“Bugs are a key component of our ecosystem. So many creatures on Earth depend on them - and we do, too."
Step into Exploratory Hall and venture to the bottom floor and you will find dozens of pinned butterflies, moths, beetles, wasps, dragonflies, crickets, and many more insect specimens displayed in wooden frames behind one of the glass exhibits lining the hall.
Although it is currently missing a nameplate, the exhibit was created and curated by Honors College alumna Marguerite "Maggie" Deely (2020). Maggie developed this exhibit as a result of her work in HNRS 361: Research & Creative Projects Seminar and at the Smithsonian-Mason School of Conservation.
Describing how the exhibit met a goal she had developed in her first year at Mason, Deely explains: “In my freshman year, I had seen all those empty display cases in Exploratory [Hall], and…I was like, ‘Wow, I want to figure out, how can I get something in one of these display cases?”’
Her answer to this question finally took shape during her senior year, when she took HNRS 361: Research & Creative Projects Seminar, a course dedicated to developing an individually designed research or creative project taught by Honors College Director of Communications Richard Todd Stafford. In this course, Deely chose a creative project where she was able to assemble her insect exhibit and make it come to life. "I had always wanted to take on this project since my freshman year, so I was really happy that I was given a class with the freedom to be able to do that—you know, creative projects outside of the box.”
“There’s been a lot of research showing significant decline in insect populations. It’s a topic that needs more attention, and it’s a group of animals that need more attention...We need to start caring about them and work on conserving important bug species,” she explained.
However, Deely’s passion for insect conservation and awareness does not stop here. She also serves as a shining example of someone making a difference and spreading awareness in her everyday life.
“I’m a teacher right now [for students with] learning disabilities. One of my students is obsessed with insects, and so we talk about insects every day.” She paused and smiled after recalling a fond memory.
“I get to use my knowledge to show this kid that I know what I’m talking about…He asked me the other day, ‘What’s your favorite type of ant?’ and I was like, ‘Actually, that’s a great question!’ And, it’s just funny.
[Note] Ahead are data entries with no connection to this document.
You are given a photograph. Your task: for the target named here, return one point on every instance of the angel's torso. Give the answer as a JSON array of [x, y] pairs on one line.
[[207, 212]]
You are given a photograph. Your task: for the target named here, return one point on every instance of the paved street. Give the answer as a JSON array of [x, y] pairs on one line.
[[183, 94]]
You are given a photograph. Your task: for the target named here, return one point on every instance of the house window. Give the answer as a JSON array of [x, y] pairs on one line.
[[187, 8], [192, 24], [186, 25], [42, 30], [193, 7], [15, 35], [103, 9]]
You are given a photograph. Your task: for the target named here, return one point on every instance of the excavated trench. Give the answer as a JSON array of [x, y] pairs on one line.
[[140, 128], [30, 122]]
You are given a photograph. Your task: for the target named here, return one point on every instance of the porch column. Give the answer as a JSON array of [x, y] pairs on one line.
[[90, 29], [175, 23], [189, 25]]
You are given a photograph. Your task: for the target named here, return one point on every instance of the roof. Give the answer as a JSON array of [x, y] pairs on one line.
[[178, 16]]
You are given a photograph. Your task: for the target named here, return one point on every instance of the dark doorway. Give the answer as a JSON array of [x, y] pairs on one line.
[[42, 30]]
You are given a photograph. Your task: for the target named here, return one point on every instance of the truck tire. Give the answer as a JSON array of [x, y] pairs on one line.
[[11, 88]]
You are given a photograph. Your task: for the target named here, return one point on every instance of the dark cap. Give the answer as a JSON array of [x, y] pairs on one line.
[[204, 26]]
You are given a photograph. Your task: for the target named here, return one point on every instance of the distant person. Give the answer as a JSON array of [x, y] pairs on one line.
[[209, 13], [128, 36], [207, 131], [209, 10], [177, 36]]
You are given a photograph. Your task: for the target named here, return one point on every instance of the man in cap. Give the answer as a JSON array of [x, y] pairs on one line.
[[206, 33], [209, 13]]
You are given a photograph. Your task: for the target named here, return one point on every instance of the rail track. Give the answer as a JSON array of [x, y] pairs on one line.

Somehow, I still get to use that knowledge and even he teaches me stuff about insects.”
Deely plans to continue working on her exhibit next semester, adding her name to the project she put her heart into and expanding on her message of insect conservation. She hopes to one day make exhibits for Smithsonian museums and continue spreading the message of how insects are fascinating building blocks for the foundations of our Earth.